O seu duplo fim é conservar nossa união com Cristo e encaminhá-la para a sua maior perfeição. Mais que os outros, este é o sacramento da vida, porque é alimento que podemos tomar cada dia, é “pão vivo” (Jo 6, 51), expressamente instituído para nos comunicar a vida eterna, a própria vida de Deus. Os mesmos efeitos que o pão material tem para a vida do corpo, este pão vivo tem para a vida sobrenatural: reforma, conserva, faz crescer, renova, consola.

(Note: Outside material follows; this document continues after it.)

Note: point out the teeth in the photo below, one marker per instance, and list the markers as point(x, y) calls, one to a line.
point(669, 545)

Em definitivo, pois, todo o mistério de Cristo culmina, pela Encarnação e Redenção, na Comunhão. Das sublimidades da Trindade Santíssima baixa o Verbo encarnado ao homem, na Eucaristia, a fim de que, pela comunhão, este se eleve até ao seu fim último, a Trindade adorável. “Da Santíssima Trindade à Comunhão”: tal é o caminho que Cristo percorre para efetuar a obra da difusão da vida divina; caminho descendente do amor divino até o homem que Ele quer salvar.

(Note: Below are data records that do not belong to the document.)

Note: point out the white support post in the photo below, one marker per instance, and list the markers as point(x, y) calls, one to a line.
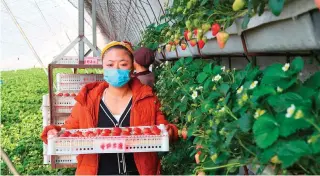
point(94, 26)
point(81, 29)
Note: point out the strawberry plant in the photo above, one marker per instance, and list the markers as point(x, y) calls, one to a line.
point(248, 117)
point(191, 19)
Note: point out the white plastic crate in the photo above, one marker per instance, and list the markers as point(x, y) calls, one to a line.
point(68, 60)
point(109, 144)
point(92, 61)
point(74, 82)
point(62, 159)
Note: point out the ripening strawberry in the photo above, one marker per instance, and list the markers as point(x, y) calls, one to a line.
point(193, 42)
point(215, 28)
point(317, 2)
point(222, 38)
point(238, 5)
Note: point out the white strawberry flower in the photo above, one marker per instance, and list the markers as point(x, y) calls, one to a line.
point(286, 67)
point(259, 112)
point(199, 88)
point(240, 90)
point(290, 110)
point(253, 84)
point(299, 114)
point(194, 95)
point(222, 110)
point(216, 78)
point(279, 89)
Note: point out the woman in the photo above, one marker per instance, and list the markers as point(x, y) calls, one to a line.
point(120, 101)
point(143, 58)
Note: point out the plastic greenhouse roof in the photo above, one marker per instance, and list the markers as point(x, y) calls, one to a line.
point(125, 19)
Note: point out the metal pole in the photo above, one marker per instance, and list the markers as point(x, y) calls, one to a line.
point(81, 29)
point(8, 162)
point(24, 36)
point(94, 26)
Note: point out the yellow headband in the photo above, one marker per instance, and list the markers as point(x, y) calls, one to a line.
point(116, 43)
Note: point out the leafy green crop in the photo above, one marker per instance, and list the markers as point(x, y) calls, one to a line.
point(243, 117)
point(21, 122)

“Da Comunhão à Santíssima Trindade”: tal é o caminho que o homem purificado e reconfortado deve percorrer, com o auxílio de Cristo feito seu companheiro de viagem, para participar dos bens infinitos: caminho ascendente do amor humano até Deus que o atrai à inesgotável felicidade da visão beatífica.

*

“Demos graças a Deus Pai, que nos tornou dignos de participar da sorte dos santos na luz, livrando-nos do poder das trevas para nos transferir para o reino de seu Filho muito amado... Este é a imagem do Deus invisível, o primogênito de toda criatura: porque por Ele foram criadas todas as coisas nos céus e na terra, visíveis e invisíveis... Tudo foi criado por Ele e para Ele. Ele existe antes de tudo e todas as coisas subsistem por Ele.

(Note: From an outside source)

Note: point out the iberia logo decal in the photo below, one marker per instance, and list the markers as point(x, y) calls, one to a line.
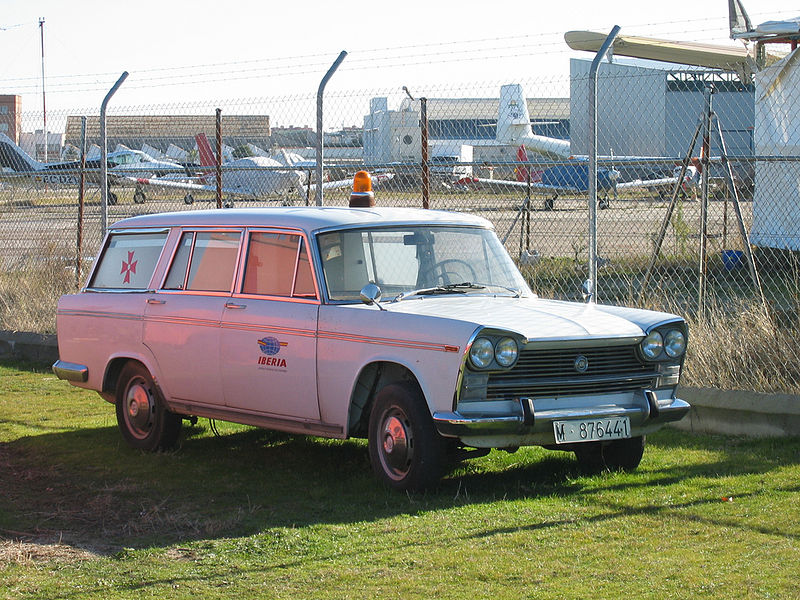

Ele é a cabeça do corpo da Igreja, é o princípio, o primogênito dentre os mortos, de maneira que tem a primazia em todas as coisas. Porque aprouve ao Pai que nele habitasse toda a plenitude, e reconciliar consigo, por Ele, todos os seres, purificando-os pelo sangue da sua cruz, tanto os da terra como os do céu.

E a vós, que outrora éreis estrangeiros e inimigos de coração, pelas más obras, agora, por certo, vos reconciliou pela morte de seu Filho para vos apresentar santos, imaculados e irrepreensíveis diante dEle, contanto que permaneçais alicerçados na fé e inabaláveis na esperança” (Col 1, 12-23).